Current FL efforts for digital health

Since FL is a general learning paradigm that removes the data pooling requirement for AI model development, the application range of FL spans the whole of AI for healthcare. By providing an opportunity to capture larger data variability and to analyse patients across different demographics, FL may enable disruptive innovations for the future but is also being employed right now.

In the context of electronic health records (EHR), for example, FL helps to represent and to find clinically similar patients13,47, as well as predicting hospitalisations due to cardiac events14, mortality and ICU stay time19. The applicability and advantages of FL have also been demonstrated in the field of medical imaging, for whole-brain segmentation in MRI15, as well as brain tumour segmentation16,17. Recently, the technique has been employed for fMRI classification to find reliable disease-related biomarkers18 and suggested as a promising approach in the context of COVID-1948.

It is worth noting that FL efforts require agreements to define the scope, aim and technologies used which, since it is still novel, can be difficult to pin down. In this context, today’s large-scale initiatives really are the pioneers of tomorrow’s standards for safe, fair and innovative collaboration in healthcare applications.

These include consortia that aim to advance academic research, such as the Trustworthy Federated Data Analytics (TFDA) project49 and the German Cancer Consortium’s Joint Imaging Platform50, which enable decentralised research across German medical imaging research institutions. Another example is an international research collaboration that uses FL for the development of AI models for the assessment of mammograms51. The study showed that the FL-generated models outperformed those trained on a single institute’s data and were more generalisable, so that they still performed well on other institutes’ data. However, FL is not limited just to academic environments.

By linking healthcare institutions, not restricted to research centres, FL can have direct clinical impact. The on-going HealthChain project52, for example, aims to develop and deploy a FL framework across four hospitals in France.

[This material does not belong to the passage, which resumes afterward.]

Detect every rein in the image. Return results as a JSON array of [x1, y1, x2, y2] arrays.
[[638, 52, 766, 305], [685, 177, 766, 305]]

This solution generates common models that can predict treatment response for breast cancer and melanoma patients. It helps oncologists to determine the most effective treatment for each patient from their histology slides or dermoscopy images. Another large-scale effort is the Federated Tumour Segmentation (FeTS) initiative53, which is an international federation of 30 committed healthcare institutions using an open-source FL framework with a graphical user interface. The aim is to improve tumour boundary detection, including brain glioma, breast tumours, liver tumours and bone lesions from multiple myeloma patients.

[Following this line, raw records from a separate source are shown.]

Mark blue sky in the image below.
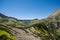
[0,0,60,19]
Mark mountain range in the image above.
[0,10,60,40]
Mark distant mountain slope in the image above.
[0,10,60,40]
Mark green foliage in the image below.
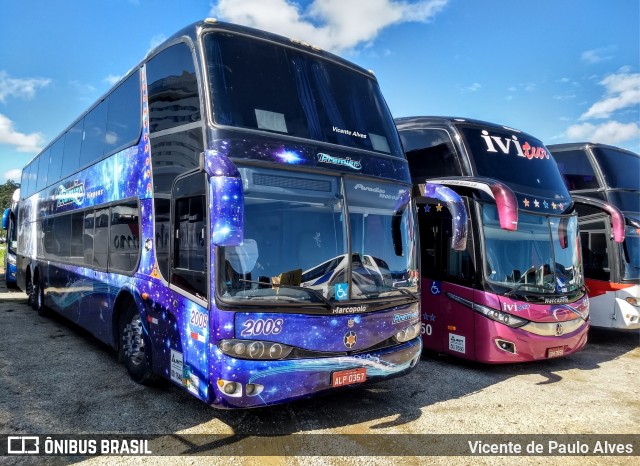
[0,180,20,214]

Another area of impact is within industrial research and translation. FL enables collaborative research for, even competing, companies. In this context, one of the largest initiatives is the Melloddy project54. It is a project aiming to deploy multi-task FL across the data sets of 10 pharmaceutical companies. By training a common predictive model, which infers how chemical compounds bind to proteins, partners intend to optimise the drug discovery process without revealing their highly valuable in-house data.

Impact on stakeholders

FL comprises a paradigm shift from centralised data lakes and it is important to understand its impact on the various stakeholders in a FL ecosystem.

Clinicians

Clinicians are usually exposed to a sub-group of the population based on their location and demographic environment, which may cause biased assumptions about the probability of certain diseases or their interconnection. By using ML-based systems, e.g., as a second reader, they can augment their own expertise with expert knowledge from other institutions, ensuring a consistency of diagnosis not attainable today. While this applies to ML-based system in general, systems trained in a federated fashion are potentially able to yield even less biased decisions and higher sensitivity to rare cases as they were likely exposed to a more complete data distribution. However, this demands some up-front effort such as compliance with agreements, e.g., regarding the data structure, annotation and report protocol, which is necessary to ensure that the information is presented to collaborators in a commonly understood format.

Patients

Patients are usually treated locally. Establishing FL on a global scale could ensure high quality of clinical decisions regardless of the treatment location. In particular, patients requiring medical attention in remote areas could benefit from the same high-quality ML-aided diagnoses that are available in hospitals with a large number of cases. The same holds true for rare, or geographically uncommon, diseases, that are likely to have milder consequences if faster and more accurate diagnoses can be made. FL may also lower the hurdle for becoming a data donor, since patients can be reassured that the data remains with their own institution and data access can be revoked.

Hospitals and practices

Hospitals and practices can remain in full control and possession of their patient data with complete traceability of data access, limiting the risk of misuse by third parties. However, this will require investment in on-premise computing infrastructure or private-cloud service provision and adherence to standardised and synoptic data formats so that ML models can be trained and evaluated seamlessly. The amount of necessary compute capability depends of course on whether a site is only participating in evaluation and testing efforts or also in training efforts. Even relatively small institutions can participate and they will still benefit from collective models generated.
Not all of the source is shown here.